It was a hunt, Dog had told me we were going on a hunt. I had bounded toward our human master as I heard his call. Dog followed slowly behind me. He hadn't slept much that night and I had lain awake by his side. Dog seemed tired while I was a pure ball of energy ready to obey my master’s commands. It was as if the peaceful quiet of the night had revived me even whence I deprived myself of sleep. I leaped gracefully into the back of our master trunk while Dog was carefully lifted and placed beside me. It was a hunt, and I couldn’t wait. I had been on many hunts, hunting was my calling and I was good at it.
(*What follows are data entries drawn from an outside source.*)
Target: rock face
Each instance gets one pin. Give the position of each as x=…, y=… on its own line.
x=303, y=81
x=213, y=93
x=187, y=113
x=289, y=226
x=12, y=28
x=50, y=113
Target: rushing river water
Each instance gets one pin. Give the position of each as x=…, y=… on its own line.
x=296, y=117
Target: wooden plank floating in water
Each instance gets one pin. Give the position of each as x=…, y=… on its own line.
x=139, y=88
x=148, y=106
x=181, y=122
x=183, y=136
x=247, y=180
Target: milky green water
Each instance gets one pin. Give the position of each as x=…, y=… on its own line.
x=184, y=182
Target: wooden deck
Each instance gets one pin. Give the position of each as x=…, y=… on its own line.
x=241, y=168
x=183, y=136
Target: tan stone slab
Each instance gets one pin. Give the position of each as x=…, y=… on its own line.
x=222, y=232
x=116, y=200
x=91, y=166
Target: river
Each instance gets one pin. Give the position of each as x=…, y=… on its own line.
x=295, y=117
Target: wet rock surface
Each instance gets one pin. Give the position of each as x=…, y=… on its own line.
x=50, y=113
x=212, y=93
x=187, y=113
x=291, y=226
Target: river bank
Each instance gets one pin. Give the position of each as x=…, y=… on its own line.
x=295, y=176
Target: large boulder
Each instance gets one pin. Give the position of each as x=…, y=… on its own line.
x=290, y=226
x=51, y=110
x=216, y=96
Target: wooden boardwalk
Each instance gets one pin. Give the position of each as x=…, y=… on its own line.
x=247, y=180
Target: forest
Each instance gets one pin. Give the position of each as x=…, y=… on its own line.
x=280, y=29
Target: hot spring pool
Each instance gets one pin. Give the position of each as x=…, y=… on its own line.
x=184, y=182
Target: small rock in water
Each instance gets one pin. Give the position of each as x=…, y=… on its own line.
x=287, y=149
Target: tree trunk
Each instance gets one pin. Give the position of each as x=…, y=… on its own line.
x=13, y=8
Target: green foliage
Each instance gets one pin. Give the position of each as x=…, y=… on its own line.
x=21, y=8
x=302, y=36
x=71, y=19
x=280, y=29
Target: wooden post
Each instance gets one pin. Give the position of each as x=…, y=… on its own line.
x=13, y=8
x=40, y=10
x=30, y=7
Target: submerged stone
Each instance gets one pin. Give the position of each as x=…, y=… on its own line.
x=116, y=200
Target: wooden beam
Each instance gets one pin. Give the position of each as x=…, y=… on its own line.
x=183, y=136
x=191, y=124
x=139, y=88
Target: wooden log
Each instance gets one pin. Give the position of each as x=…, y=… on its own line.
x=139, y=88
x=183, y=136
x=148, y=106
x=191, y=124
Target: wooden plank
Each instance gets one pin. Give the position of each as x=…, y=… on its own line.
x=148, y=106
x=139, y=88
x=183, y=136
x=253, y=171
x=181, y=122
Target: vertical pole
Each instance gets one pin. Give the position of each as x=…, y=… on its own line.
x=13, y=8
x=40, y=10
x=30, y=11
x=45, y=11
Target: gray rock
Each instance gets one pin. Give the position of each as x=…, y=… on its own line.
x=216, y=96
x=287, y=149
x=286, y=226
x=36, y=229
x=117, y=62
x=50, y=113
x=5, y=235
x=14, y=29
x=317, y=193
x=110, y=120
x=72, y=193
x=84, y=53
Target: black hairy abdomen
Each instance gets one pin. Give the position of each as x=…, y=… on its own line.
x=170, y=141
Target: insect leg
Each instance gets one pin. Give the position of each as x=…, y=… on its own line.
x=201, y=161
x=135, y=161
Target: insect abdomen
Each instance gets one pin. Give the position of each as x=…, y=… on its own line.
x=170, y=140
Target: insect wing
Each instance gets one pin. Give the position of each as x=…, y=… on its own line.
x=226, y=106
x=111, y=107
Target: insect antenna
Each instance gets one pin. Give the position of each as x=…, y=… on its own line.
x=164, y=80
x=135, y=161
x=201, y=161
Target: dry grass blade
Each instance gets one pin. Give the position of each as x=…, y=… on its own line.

Sitting in the back of the truck I recalled my first hunt, the bumpy truck ride into the forest, the thousands of question I had asked Dog and the confusing answers I had received in turn.

"We are going on a hunt," Dog had told me as he had done every time sense. Our master whistled and Dog turned toward the door of the barn offering me a reassuring smile before bounding out towards our masters truck. I watched my held tilting slightly the side as he crouched and leaped landing with a soft thump in the back. It only took me a second to catch up as I sped after him bounding over to the truck leaping in as if I had been doing it forever. An odd sensation had overcome me as our master started the engine, my tail wagged with anticipation and my mind buzzed with fantasies I had dreamt up while Dog had gone alone to hunt with our master. "What is the hunt like?" I asked Dog excitedly my bright gaze revealing my excitement to my mentor. "It is exhilarating and thrilling," he told me closing his eyes. He laid beside me a look of serenity crossing over his face contradicting the look of pure joy that was displayed upon my own. "What is it like to kill," I asked him. "It is scary but makes you feel very powerful," he said. "How long will we hunt for?" I asked him. "Until our master is satisfied with our efforts," he said before opening his eyes to meet my gaze. "You ask many questions little one," he told me and I laughed looking up at the sky. A lone hawk soared overhead and for some reason as I watched it I felt like singing. I leaned my head back and howled as Dog watched and listened. I missed the look of approval he directed toward me as I gazed up at the hawk with glee. A tap on the window from our master ended my song and a frown spread across my lips as I noticed the hawk had gone away. "What happens to the animals once we hunt them?" I asked Dog. "We bring them home and Master eats them," he said but I shook my head. I already knew that, it wasn't what I was asking. "I mean where do they go? The animals that are within the bodies Master brings home?" Dog seems puzzled by my question before he realized what I was asking. "You are speaking of the animal’s spirits," Dog told me not knowing what he means I nodded. "They are free," Dog said. "No longer bound to wander this earth, and we set them free." I looked at him, now I was the one puzzled. "Are we free?" I asked him and saw the sorrow that passed over his face. "No my little one, we are caged," he told me. I frown looking away from him; he must have sensed my sadness for he rubbed his nose against my cheek smiling.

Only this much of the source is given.